Gorgeous, free-spirited Sam (Emma Watson) and her cut-up stepbrother, Patrick (Ezra Miller), help guide Charlie through new friendships, first loves, and family dramas while introducing him to a world of sex, drugs, and The Rocky Horror Picture Show. Meanwhile, his English teacher, Mr. Anderson (Paul Rudd), has introduced Charlie to the realm of literature, sparking his dreams of becoming a writer.
But even as Charlie thrives in this new world of mix-tapes and bacchanalian parties, the pain of his past – which includes his best friend’s recent suicide and the accidental death of his beloved Aunt Helen (Melanie Lynskey) – lingers just below the surface.

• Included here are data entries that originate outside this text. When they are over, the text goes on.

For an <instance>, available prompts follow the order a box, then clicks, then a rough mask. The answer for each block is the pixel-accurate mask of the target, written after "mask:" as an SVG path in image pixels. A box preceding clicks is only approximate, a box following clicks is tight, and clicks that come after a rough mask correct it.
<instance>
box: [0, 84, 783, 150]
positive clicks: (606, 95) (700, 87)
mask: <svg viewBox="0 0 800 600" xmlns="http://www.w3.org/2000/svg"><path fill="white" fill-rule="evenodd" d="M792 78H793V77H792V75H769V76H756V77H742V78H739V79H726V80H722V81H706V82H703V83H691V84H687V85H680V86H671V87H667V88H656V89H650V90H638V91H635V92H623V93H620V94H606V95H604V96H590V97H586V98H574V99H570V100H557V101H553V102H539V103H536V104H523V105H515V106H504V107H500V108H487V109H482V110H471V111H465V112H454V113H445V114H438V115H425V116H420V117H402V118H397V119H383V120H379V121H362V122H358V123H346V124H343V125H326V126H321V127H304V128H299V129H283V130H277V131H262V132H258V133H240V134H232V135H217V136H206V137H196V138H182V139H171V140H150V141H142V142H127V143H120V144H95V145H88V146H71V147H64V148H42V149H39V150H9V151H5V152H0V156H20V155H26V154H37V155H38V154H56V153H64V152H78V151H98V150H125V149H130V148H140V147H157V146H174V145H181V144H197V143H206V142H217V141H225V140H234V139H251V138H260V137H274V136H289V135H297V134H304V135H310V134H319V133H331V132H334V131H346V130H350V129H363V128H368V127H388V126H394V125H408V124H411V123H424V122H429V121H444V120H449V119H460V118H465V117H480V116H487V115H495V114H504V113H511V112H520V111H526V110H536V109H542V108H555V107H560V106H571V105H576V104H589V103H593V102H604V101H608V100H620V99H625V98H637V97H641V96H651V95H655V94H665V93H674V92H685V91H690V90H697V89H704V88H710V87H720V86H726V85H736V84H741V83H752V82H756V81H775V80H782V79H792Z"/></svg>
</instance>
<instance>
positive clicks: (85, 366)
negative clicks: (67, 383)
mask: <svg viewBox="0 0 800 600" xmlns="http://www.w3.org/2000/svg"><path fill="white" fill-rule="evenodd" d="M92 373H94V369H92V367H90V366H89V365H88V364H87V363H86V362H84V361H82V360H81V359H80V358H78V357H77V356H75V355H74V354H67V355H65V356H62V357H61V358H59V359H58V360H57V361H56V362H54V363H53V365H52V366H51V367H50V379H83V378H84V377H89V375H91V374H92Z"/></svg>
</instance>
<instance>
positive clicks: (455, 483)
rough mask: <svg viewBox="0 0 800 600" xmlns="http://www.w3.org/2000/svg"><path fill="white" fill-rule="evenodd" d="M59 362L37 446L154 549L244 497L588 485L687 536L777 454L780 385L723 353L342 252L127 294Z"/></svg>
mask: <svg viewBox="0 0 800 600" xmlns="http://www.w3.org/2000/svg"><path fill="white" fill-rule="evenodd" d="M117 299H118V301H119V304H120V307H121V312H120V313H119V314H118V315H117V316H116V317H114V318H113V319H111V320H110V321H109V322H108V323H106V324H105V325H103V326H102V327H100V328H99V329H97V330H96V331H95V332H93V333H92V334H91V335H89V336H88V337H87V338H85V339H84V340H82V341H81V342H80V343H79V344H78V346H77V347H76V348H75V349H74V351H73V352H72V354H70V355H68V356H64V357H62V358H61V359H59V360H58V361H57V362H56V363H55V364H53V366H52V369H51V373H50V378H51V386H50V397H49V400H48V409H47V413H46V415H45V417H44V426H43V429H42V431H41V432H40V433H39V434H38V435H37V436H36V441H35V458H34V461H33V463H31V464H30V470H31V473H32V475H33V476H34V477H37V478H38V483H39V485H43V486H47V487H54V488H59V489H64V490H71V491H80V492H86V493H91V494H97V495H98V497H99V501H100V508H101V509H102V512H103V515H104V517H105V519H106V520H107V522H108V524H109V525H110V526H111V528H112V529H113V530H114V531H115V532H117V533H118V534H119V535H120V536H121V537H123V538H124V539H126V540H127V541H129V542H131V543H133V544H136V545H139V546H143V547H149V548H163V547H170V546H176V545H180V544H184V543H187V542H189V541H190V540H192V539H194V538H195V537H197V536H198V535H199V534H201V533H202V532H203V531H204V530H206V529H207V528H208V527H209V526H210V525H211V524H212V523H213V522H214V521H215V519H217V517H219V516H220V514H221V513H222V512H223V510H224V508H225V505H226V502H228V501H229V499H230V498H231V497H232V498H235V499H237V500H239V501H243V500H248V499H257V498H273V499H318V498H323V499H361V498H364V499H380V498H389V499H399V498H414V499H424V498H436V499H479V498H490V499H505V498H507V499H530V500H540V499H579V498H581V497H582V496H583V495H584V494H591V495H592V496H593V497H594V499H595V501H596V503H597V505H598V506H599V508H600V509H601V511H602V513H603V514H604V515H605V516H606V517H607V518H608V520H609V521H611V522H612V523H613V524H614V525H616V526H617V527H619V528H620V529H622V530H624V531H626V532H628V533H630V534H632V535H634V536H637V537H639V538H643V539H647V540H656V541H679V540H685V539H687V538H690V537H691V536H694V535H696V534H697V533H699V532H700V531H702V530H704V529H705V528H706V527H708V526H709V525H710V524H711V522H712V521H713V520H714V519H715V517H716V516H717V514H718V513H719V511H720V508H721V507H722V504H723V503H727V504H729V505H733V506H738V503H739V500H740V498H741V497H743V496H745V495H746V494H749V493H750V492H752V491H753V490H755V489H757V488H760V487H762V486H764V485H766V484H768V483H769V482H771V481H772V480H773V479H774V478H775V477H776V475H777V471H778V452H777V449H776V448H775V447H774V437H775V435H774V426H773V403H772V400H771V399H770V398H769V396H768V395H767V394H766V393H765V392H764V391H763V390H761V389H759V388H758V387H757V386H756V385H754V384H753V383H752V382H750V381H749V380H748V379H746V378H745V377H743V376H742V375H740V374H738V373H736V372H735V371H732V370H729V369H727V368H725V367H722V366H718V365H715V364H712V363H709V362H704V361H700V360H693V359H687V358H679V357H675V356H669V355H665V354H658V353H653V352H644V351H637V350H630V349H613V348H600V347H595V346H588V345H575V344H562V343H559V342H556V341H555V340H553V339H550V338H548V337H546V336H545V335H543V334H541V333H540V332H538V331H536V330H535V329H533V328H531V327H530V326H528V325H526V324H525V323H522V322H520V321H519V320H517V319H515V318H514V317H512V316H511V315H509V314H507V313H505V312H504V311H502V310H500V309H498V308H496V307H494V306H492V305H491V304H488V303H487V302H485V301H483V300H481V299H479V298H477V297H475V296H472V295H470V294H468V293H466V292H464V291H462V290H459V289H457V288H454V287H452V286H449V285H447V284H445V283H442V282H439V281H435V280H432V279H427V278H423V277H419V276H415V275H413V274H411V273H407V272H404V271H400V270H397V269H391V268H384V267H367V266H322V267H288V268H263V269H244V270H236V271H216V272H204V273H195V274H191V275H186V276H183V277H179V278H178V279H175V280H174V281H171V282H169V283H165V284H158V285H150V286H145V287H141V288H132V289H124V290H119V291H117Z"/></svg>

Written and directed by author Stephen Chbosky, The Perks of Being a Wallflower features beautiful, dreamlike cinematography by Andrew Dunn (Crazy, Stupid, Love.) that awakens a nostalgia for late ’80s fashion and dimly-lit basement gatherings, all to a soundtrack of The Smiths, David Bowie, New Order, Sonic Youth, and Dexy’s Midnight Runners.
The film features a brilliant ensemble of actors including Mae Whitman, Johnny Simmons, Nina Dobrev, Dylan McDermott, Kate Walsh, Joan Cusack, and… yes… Tom Savini, but ultimately it’s the power trio of Lerman, Watson, and Miller who elevate The Perks of Being a Wallflower from traditional teenage fair to timeless classic.
Lerman (Percy Jackson & the Olympians: The Lightning Thief) wows as Charlie, who seems to be an even nerdier, more awkward version of Peter Parker, while Watson effortlessly conveys the complexity of her character with the kind of subtle elegance reserved for the likes of Natalie Portman and Anne Hathaway.
Watson, whose upcoming films include Sofia Coppola’s The Bling Ring and Darren Aronofsky’s Noah is easily Hollywood’s next big actress – and when she finally lays a kiss on Lerman’s Charlie, I couldn’t help myself from whispering, “five points to Gryffindor!”
The real story here though is Ezra Miller as Sam’s outwardly gay, endlessly adorable brother Patrick. You probably recognize Miller as Kevin from Lynne Ramsay’s We Need to Talk About Kevin, where he plays Tilda Swinton’s vicious, demented teenage son. It’s amazing to see him play such a warm and charming, downright lovable character after his turn as an icy, dead-eyed psychopath.
I’ve yet to read Chbosky’s novel, but that’s about to change – I have a copy in front of me as I type this – so going into the movie adaptation I had little idea of what to expect. I assumed Perks would be your typical angst-ridden teenage melodrama – I certainly didn’t expect such an inspiring, life-affirming film.
Nothing has moved me as much as The Perks of Being a Wallflower this year… just beautiful, fantastic, blissful cinema. Perks is this year’s Beginners for me – a definitive, cathartic experience I’ll revisit and cherish for years to come.